Un document successoral nous renseigne sur la date approximative de son départ au printemps 1850.
 
• De quel port est-il parti ?
Le port du Havre est un des plus importants points de départ mais peut-être est-il parti de Lorient, le plus proche de Taupont, ou d’un autre port breton.

• Quelle route a-t-il empruntée ?

Trois possibilités s’offrent aux migrants français :
– en bateau via le cap Horn : un long et ennuyeux voyage de 4 à 8 mois mais moins coûteux que les autres solutions ;
– en bateau jusqu’à la côte est américaine suivi d’une traversée de l’Amérique en chariot : aussi long que par le cap Horn mais peut-être moins ennuyeux ;
– en bateau jusqu’à l’isthme de Panama puis franchissement de celui-ci à l’aide de mules et de canoës jusqu’à la côte pacifique et de nouveau en bateau jusqu’à San Francisco : le plus rapide mais le plus cher.

Les différents itinéraires de la ruée vers l’or.
Plan établi à partir d’un planisphère disponible chez d-maps

• Et combien de migrants bretons ?
Olivier Le Dour* estime à 13 500 le nombre d’émigrants Français en Californie dont 1 300 Bretons sur la période 1849-1855.

* Olivier LE DOUR et Grégoire LE CLECH, Les Bretons dans la ruée vers l’or de Californie, Éditions Les Portes du Large, Rennes, 2006.

• 1850

Un document successoral établi après le décès de Magdeleine Gicquel et daté du 9 mars 1853 nous informe que Julien Prioux est en Californie depuis environ trois ans.

À Monsieur le Président du tribunal civil de l’arrondissement de Ploërmel,
Rosalie Prioux, ménagère, demeurant et domiciliée au village de Créménan, Jean Pierre Carel, cultivateur et maire, demeurant et domicilié au village de Quelneuc, commune de Taupont, agissant comme tuteur datif de Marie Louise et Marie Anne Prioux, mineures et Me Edmond Julien Rialan, notaire à Ploërmel, nommé par jugement du tribunal de cet arrondissement, en date du 6 janvier dernier, enregistré, pour représenter Julien Prioux, résidant en Californie depuis environ trois ans, dans les comptes, partage et liquidation des successions de leur père et mère, lesdits Julien, [Marie Joseph], Rosalie, Marie Louise et Marie Anne Prioux, frère et sœurs germains [...]

Archives départementales du Morbihan, 6 E 9876, 9 mars 1853.

Un autre document, établi auprès du Consulat de France à San Francisco et transmis à Me Yves Marie Bourven, notaire à Pleyber-Christ, nous apprend aussi que Julien Prioux demeure en Californie.

Il travaille dans les mines de la Yuba près de Downieville, ville nouvelle tout juste créée en 1849.

Wikimedia Commons, Domaine public,
Yuba river watershed.

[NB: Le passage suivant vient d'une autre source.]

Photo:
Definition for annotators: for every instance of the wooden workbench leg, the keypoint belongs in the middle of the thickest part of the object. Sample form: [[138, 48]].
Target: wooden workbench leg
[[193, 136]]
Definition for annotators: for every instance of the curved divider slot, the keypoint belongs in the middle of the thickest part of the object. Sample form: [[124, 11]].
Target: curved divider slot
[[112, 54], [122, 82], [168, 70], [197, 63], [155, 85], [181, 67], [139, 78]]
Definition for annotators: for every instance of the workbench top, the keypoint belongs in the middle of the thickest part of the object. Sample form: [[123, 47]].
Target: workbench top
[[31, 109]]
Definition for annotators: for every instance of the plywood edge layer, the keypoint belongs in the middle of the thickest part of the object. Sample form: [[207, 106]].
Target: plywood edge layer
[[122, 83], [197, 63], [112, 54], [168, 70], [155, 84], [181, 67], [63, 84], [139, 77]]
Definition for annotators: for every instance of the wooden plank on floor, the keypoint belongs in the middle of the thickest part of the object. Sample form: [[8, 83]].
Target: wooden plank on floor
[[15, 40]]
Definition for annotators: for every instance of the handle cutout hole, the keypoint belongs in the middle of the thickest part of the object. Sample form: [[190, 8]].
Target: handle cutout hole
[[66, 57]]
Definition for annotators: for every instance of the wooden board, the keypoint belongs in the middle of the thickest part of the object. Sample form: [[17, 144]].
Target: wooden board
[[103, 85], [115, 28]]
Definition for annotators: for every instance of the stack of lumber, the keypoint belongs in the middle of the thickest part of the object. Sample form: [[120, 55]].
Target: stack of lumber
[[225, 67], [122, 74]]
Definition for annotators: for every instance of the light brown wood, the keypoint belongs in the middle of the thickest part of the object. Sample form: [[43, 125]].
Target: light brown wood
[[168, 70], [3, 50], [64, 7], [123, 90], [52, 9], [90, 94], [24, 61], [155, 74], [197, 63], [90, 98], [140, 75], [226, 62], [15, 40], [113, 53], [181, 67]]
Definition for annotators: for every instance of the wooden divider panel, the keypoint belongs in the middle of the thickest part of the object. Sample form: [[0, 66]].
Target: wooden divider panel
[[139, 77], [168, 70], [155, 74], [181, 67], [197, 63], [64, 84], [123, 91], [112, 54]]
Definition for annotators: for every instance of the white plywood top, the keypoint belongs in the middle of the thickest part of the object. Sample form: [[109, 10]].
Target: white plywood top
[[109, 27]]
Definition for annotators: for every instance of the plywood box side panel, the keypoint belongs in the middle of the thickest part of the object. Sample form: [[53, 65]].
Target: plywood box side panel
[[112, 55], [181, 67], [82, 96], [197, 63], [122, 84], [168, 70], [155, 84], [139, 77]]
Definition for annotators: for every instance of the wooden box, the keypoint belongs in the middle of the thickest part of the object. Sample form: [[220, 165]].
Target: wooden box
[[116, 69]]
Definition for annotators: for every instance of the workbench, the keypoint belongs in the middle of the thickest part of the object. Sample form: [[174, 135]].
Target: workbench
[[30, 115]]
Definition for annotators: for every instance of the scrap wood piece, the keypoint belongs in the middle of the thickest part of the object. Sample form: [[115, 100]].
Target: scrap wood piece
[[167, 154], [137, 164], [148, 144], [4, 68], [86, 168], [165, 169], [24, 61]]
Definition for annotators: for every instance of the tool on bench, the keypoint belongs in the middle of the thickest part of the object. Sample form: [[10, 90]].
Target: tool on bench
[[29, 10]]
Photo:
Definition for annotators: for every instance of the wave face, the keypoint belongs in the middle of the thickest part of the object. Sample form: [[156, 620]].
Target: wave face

US Geological Survey.
Wikimedia Commons, Domaine public,
Downieville By William Downie, Hunting for Gold, Ca 1850.

• 13/12/1852

Julien Prioux a trouvé de l’or !
Les documents enregistrés en avril 1854 chez Me Bourven, notaire de son oncle Jean Marie Gicquel, indiquent que Julien Prioux a envoyé 11 500 F le 13 décembre 1852 à sa mère Magdeleine Gicquel.

La somme de 11 500 F versée par le constituant le 13 décembre 1852 à MM. Davidson et May banquiers à San Francisco, contre une traite de pareille somme sur MM. de Rothschild banquiers à Paris.
La première et troisième de ladite traite, envoyée par le constituant à la dame sa mère, lorsqu’il ignorait encore son décès.

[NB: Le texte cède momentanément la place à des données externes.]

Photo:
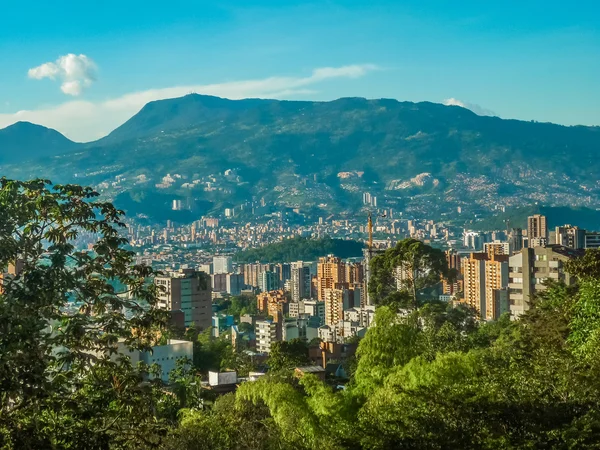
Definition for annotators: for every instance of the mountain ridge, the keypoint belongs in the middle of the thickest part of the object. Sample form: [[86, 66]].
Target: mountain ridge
[[33, 141], [423, 158]]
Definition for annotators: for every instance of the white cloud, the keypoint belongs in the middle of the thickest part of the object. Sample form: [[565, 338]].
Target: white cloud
[[86, 121], [75, 72], [472, 106]]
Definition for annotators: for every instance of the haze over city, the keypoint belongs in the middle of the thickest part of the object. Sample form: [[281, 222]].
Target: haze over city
[[85, 72], [265, 225]]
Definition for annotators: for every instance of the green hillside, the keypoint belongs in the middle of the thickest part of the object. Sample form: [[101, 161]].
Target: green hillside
[[301, 249], [324, 155]]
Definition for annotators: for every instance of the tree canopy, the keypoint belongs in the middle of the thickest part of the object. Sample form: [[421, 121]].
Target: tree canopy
[[431, 377]]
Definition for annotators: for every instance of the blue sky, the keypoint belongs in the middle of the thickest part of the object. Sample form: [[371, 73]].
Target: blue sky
[[526, 60]]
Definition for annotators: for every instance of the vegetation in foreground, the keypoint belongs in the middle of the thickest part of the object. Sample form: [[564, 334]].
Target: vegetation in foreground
[[435, 378]]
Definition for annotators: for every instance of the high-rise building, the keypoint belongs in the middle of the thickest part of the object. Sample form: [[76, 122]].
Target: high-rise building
[[473, 240], [219, 282], [315, 308], [285, 272], [188, 292], [496, 283], [529, 269], [474, 281], [536, 227], [369, 254], [268, 281], [330, 271], [336, 301], [234, 283], [569, 236], [300, 281], [592, 239], [266, 335], [516, 239], [222, 264], [496, 248], [354, 273], [483, 277], [453, 261]]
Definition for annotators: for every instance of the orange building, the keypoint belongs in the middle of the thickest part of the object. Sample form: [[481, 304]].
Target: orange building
[[330, 270], [273, 303]]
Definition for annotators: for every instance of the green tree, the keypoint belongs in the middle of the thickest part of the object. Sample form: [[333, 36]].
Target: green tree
[[288, 355], [61, 317], [421, 267]]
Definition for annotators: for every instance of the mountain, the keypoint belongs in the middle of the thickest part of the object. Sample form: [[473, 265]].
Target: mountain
[[23, 141], [425, 159]]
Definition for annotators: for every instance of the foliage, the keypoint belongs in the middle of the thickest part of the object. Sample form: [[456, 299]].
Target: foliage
[[238, 306], [387, 139], [432, 377], [61, 383], [288, 355], [301, 249], [421, 267]]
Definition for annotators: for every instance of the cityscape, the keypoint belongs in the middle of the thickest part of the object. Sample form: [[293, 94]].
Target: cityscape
[[325, 225]]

Archives départementales du Finistère, 4 E 254/107, 14 avril 1854.

• 15/12/1853

Fin 1853, Julien Prioux apprend que sa mère est décédée le le 9 décembre 1852.
Il se déplace au Consulat de France à San Fransisco afin d’établir une procuration au nom de son oncle maternel Jean Marie Gicquel pour « gérer tous ses biens et affaires quelconques, présents et à venir ».
La procuration est établie par Louis Napoléon Bataillard, chancelier intérimaire, en présence de deux témoins (Henri Pierret et Prosper Mené).
Elle est contresignée par Patrice Dillon, consul de France à San Francisco.

Archives départementales du Finistère, 4 E 254/107, 15 décembre 1853.

Consulat de France à San Fransisco

Procuration générale par le sieur Prioux
Par devant nous Louis Napoléon Bataillard, chancelier intérimaire du consulat de France à San Francisco, Haute-Californie.
En présence de MM. Henri Pierret et Prosper Mené, tous deux propriétaires demeurant à San Francisco, témoins requis.
A comparu le sieur Julien Vincent Prioux, travaillant aux mines de la Yuba près Downieville, et présent à San Francisco.
Lequel a par ces présentes, constitué pour son mandataire général et spécial M. Jean Marie Gicquel, débitant de tabac à Pleyber-Christ, à qui il donne pouvoir de, pour lui et en son nom, gérer et administrer, tant activement que passivement, tous ses biens et affaires quelconques, présents et à venir. [...]
Fait et passé en la chancellerie du consulat de France à San Francisco, le 15 décembre 1853.

• 14/04/1854

Me Bourven prend en compte cette procuration au profit de Jean Marie Gicquel.
Les fonds de Julien Prioux transitent par la banque Rotshchild.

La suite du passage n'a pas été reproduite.